This project builds a system that recognizes the speaker by using mel-frequency cepstrum coefficients, vector quantization and k-clustering. A Hamming window size of 248 was chosen for the STFT windowing, 20 mel-filter banks were used which 12 MFCCs were used for training, and 7 centroids were used for k-clustering. This yields an 100% accuracy from the training data set and 82% accuracy from the test data set, and a tolerance of at least 19dB SNR of added noise averaged from 25 runs.
The training data is first processed by having the leading and ending zeros truncated. The truncated signal is then mapped to the frequency domain using Short-Time Fourier Transform, and then translated to Mel-Frequency Cepstrum Coefficients. This process is called Feature Extraction .With the help of k-Clustering and using the LBG Algorithm, 12 MFCC coefficients are used to create clusters and their centroids are computed. Each speaker would have a unique set of centroid locations, called a codebook. Since the codebook is unique per each speaker, it is used for the testing phase for speaker verification.

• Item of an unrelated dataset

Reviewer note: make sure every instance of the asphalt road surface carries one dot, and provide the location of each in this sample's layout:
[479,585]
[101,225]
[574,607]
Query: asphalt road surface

The testing data is first processed by going through the Feature Extraction process, which the MFCC coefficients are then used to compare against each speaker's codebook to compute the distortions. This process is called Error Modeling.After Error Modeling, the decision algorithm would compare and find the minimum distortion to decide which speaker the test data best matches and declare that the test data belongs to this speaker.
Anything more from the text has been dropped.